Constraint node sharing removes duplicate retained scoring work when one grouped stream feeds several named terminal constraints. It is an optimization and compiler boundary, not a new modeling API.
Use the Attribute
Annotate the constraint factory function with #[solverforge_constraints].
Inside the function, keep writing ordinary fluent constraint streams:
#[solverforge_constraints]
fn define_constraints() -> impl ConstraintSet<Schedule, HardSoftScore> {
type Streams = ConstraintFactory<Schedule, HardSoftScore>;
let shifts_by_employee = Streams::new()
.for_each(Schedule::shifts())
.filter(|shift: &Shift| shift.employee_idx.is_some())
.group_by(
|shift: &Shift| shift.employee_idx.unwrap_or(usize::MAX),
count(),
);
(
shifts_by_employee
.penalize(|_employee_idx: &usize, count: &usize| {
HardSoftScore::of_soft((*count as i64 - 5).max(0))
})
.named("Too many shifts"),
shifts_by_employee
.reward(|_employee_idx: &usize, count: &usize| {
HardSoftScore::of_soft((*count as i64).min(5))
})
.named("Assigned shifts"),
)
}
The grouped stream is authored once and finalized twice. The compiler emits one retained grouped node plus separate terminal scorers. Terminal names, impact direction, hard/soft metadata, authored order, and score-analysis rows remain independent.
What Shares
The 0.15.0 compiler shares these grouped families:
| Shape | Example |
|---|---|
| Grouped unary stream | for_each(...).group_by(...) |
| Projected grouped stream | for_each(...).project(...).group_by(...) |
| Direct cross grouped stream | join(...).group_by(|left, right| ..., collector) |
| Complemented grouped stream | grouped or cross grouped streams followed by complement(...) |
Same-binding reuse shares directly. Separate fluent chains share only when the macro can prove the grouped expression is identical from syntax inside the same annotated function. Opaque helper calls, unsupported direct complemented forms, or mixed tuple shapes that cannot be proven stay on the normal Rust path.
What Does Not Change
- You still finish constraints with
.penalize(...),.reward(...), and.named(...). - You still return a typed
ConstraintSet<S, Sc>, often as a tuple. - There is no public
share,derive, cache, registry, suffix, or naming API. - The runtime does not add a global memoization layer.

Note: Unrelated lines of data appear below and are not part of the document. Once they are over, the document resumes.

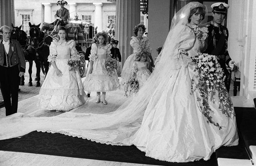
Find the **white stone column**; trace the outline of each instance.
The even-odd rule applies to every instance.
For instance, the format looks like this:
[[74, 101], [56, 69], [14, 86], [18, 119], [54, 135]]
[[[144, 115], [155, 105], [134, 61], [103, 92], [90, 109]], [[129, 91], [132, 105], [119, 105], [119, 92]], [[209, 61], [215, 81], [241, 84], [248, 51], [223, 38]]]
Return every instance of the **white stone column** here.
[[102, 30], [102, 3], [93, 3], [95, 5], [95, 21], [94, 27], [98, 27], [97, 31], [98, 31]]
[[15, 26], [14, 0], [0, 0], [0, 26]]
[[117, 0], [117, 23], [115, 28], [116, 40], [122, 55], [123, 65], [132, 53], [130, 45], [131, 38], [135, 36], [133, 28], [140, 23], [140, 1], [138, 0]]
[[[69, 16], [70, 19], [74, 19], [75, 15], [76, 13], [76, 3], [68, 3], [68, 4], [69, 5]], [[81, 18], [79, 18], [81, 19]]]
[[51, 3], [42, 3], [44, 6], [44, 22], [51, 23], [52, 21], [52, 4]]

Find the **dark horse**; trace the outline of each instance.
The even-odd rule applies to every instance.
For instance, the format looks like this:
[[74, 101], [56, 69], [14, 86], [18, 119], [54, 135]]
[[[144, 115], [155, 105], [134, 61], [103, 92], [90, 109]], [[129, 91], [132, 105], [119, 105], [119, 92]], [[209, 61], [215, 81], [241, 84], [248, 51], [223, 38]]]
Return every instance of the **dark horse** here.
[[[34, 58], [37, 67], [37, 82], [36, 86], [40, 86], [40, 70], [42, 67], [44, 68], [45, 76], [49, 70], [49, 62], [47, 61], [48, 56], [50, 54], [49, 45], [52, 41], [52, 39], [50, 36], [46, 36], [44, 32], [42, 31], [39, 26], [41, 23], [37, 25], [31, 25], [30, 22], [29, 23], [29, 42], [31, 43], [28, 48], [29, 54], [31, 55]], [[31, 41], [30, 41], [31, 40]], [[29, 63], [29, 86], [32, 86], [32, 63]]]
[[[27, 57], [28, 53], [25, 50], [27, 47], [27, 42], [28, 41], [28, 36], [24, 31], [21, 30], [22, 26], [22, 25], [20, 26], [19, 27], [18, 27], [18, 26], [14, 27], [12, 23], [13, 30], [10, 32], [10, 38], [16, 40], [20, 43], [21, 48], [22, 48], [25, 59], [27, 60], [26, 58]], [[20, 83], [20, 85], [24, 85], [24, 76], [23, 76], [21, 83]]]

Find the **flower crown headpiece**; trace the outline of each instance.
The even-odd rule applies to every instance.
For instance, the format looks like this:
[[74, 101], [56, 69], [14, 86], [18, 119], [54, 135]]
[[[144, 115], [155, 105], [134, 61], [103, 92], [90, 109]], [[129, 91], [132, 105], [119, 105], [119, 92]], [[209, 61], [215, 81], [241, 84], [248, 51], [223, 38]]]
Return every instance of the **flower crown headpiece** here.
[[134, 28], [133, 28], [133, 31], [135, 32], [136, 30], [138, 29], [139, 27], [144, 27], [145, 29], [145, 31], [146, 31], [146, 28], [144, 25], [139, 23], [138, 24], [136, 25]]
[[105, 38], [106, 39], [107, 39], [107, 37], [108, 35], [108, 34], [107, 32], [105, 32], [104, 31], [102, 31], [101, 32], [98, 32], [97, 34], [96, 34], [96, 36], [97, 38], [98, 38], [100, 36], [105, 36]]
[[192, 10], [192, 9], [194, 9], [196, 8], [199, 8], [199, 7], [202, 8], [204, 8], [204, 9], [205, 9], [205, 5], [201, 3], [196, 3], [195, 4], [191, 6], [190, 10]]

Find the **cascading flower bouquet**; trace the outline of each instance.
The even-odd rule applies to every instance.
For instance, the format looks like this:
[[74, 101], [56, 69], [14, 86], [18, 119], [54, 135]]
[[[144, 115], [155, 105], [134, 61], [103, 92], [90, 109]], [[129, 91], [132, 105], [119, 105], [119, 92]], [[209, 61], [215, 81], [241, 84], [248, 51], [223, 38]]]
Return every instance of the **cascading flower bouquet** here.
[[74, 71], [79, 67], [79, 61], [71, 59], [68, 61], [68, 65], [69, 66], [69, 71]]
[[139, 90], [138, 81], [137, 80], [135, 72], [133, 72], [130, 79], [125, 83], [125, 96], [128, 97], [136, 94]]
[[196, 93], [200, 111], [207, 118], [207, 122], [220, 130], [222, 127], [214, 122], [210, 115], [214, 112], [209, 106], [208, 101], [216, 102], [214, 96], [217, 92], [219, 101], [217, 102], [219, 104], [219, 111], [228, 117], [234, 114], [232, 104], [224, 84], [224, 72], [214, 55], [199, 54], [192, 59], [196, 65], [194, 71], [196, 73], [194, 76], [196, 79], [191, 79], [192, 93]]
[[115, 73], [118, 68], [118, 63], [115, 60], [109, 57], [105, 62], [105, 67], [107, 74], [110, 75]]

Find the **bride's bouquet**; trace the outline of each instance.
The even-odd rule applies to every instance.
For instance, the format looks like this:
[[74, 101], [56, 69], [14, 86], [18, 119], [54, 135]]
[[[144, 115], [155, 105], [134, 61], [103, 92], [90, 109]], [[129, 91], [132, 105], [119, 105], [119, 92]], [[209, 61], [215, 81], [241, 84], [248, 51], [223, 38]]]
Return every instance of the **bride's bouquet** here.
[[116, 60], [110, 57], [105, 62], [105, 67], [107, 74], [110, 75], [115, 72], [118, 68], [118, 63]]
[[68, 61], [68, 65], [69, 66], [69, 71], [75, 70], [78, 69], [79, 66], [79, 61], [77, 60], [74, 60], [70, 59]]
[[195, 77], [197, 78], [191, 80], [192, 92], [196, 93], [197, 101], [201, 104], [200, 106], [201, 112], [207, 118], [207, 122], [221, 129], [222, 127], [214, 122], [210, 115], [210, 113], [214, 112], [210, 107], [208, 101], [216, 101], [214, 96], [217, 91], [219, 110], [229, 117], [234, 114], [232, 102], [224, 84], [224, 73], [214, 55], [199, 54], [192, 59], [196, 65], [194, 71], [196, 73]]
[[130, 79], [125, 84], [125, 96], [128, 97], [131, 95], [136, 94], [139, 90], [138, 81], [136, 78], [135, 73], [131, 74]]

- Score analysis still reports terminal constraints separately.
Diagnostics Surface
SharedNodeDiagnostics, SharedNodeId, and SharedNodeOperation are public
diagnostic vocabulary for shared-node reporting. They describe the node kind,
terminal consumers, update count, and changed-key count without exposing the
internal grouped node-state structs as modeling API.
Boundaries
Use node sharing when a constraint function naturally reuses the same grouped intermediate result for several named rules. Do not contort simple constraints into shared shapes. Single terminal constraints should stay as single fluent chains; the ordinary incremental scorer is already the right path.